What is the difference between FusedAdam optimizer in Nvidia AMP package with the Adam optimizer in Pytorch?
The Adam optimizer in Pytorch (like all Pytorch optimizers) carries out optimizer.step() by looping over parameters, and launching a series of kernels for each parameter. This can require hundreds of small launches that are mostly bound by CPU-side Python looping and kernel launch overhead, resulting in poor device utilization. Currently, the FusedAdam implementation in Apex flattens the parameters for the optimization step, then carries out the optimization step itself via a fused kernel that combines all the Adam operations. In this way, the loop over parameters as well as the internal series of Adam operations for each parameter are fused such that optimizer.step() requires only a few kernel launches.
The current implementation (in Apex master) is brittle and only works with Amp opt_level O2. I’ve got a WIP branch to make it work for any opt_level (https://github.com/NVIDIA/apex/pull/351). I recommend waiting until this is merged then trying it.
Just wondering, wouldn’t it be possible to use pytorch multiprocessing to parallelise the Adam loop? Or CUDA streams?

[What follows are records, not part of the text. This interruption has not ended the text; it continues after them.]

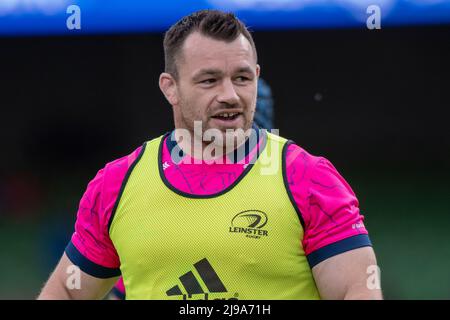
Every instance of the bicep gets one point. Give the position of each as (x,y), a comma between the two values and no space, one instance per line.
(69,282)
(347,276)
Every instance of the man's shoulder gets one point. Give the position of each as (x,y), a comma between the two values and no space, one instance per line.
(297,157)
(115,171)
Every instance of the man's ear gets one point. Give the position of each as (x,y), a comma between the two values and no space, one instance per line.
(168,86)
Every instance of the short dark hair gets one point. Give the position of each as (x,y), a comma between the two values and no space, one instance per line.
(212,23)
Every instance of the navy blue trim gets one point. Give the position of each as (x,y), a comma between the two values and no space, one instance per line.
(214,195)
(124,182)
(286,184)
(118,294)
(354,242)
(88,266)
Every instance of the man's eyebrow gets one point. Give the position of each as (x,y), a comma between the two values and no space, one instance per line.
(245,70)
(210,72)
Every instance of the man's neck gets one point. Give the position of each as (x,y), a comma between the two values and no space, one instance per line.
(197,148)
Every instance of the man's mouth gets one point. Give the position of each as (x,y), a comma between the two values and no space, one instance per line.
(227,116)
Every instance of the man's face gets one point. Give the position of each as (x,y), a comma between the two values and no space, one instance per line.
(217,83)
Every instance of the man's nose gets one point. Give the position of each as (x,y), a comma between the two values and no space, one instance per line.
(228,93)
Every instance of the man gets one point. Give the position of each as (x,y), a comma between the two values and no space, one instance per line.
(263,119)
(272,222)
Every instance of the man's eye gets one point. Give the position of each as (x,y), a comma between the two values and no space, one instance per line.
(242,79)
(208,81)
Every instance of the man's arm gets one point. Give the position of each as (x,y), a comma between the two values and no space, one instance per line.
(67,283)
(349,275)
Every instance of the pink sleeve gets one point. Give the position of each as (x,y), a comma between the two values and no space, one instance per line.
(90,247)
(326,204)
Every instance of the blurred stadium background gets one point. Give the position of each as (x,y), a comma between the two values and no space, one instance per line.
(371,101)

@sbsky Either technique comes with its own overhead. If the time it takes to launch one of these kernels is >> the time it takes to execute it, you’ll have to optimize the launch itself. If you decide to do this with multiprocessing, you’ll need to move the references to those tensors between processes, which isn’t free. The alternative is to launch fewer kernels, which is what @mcarilli did in AMP.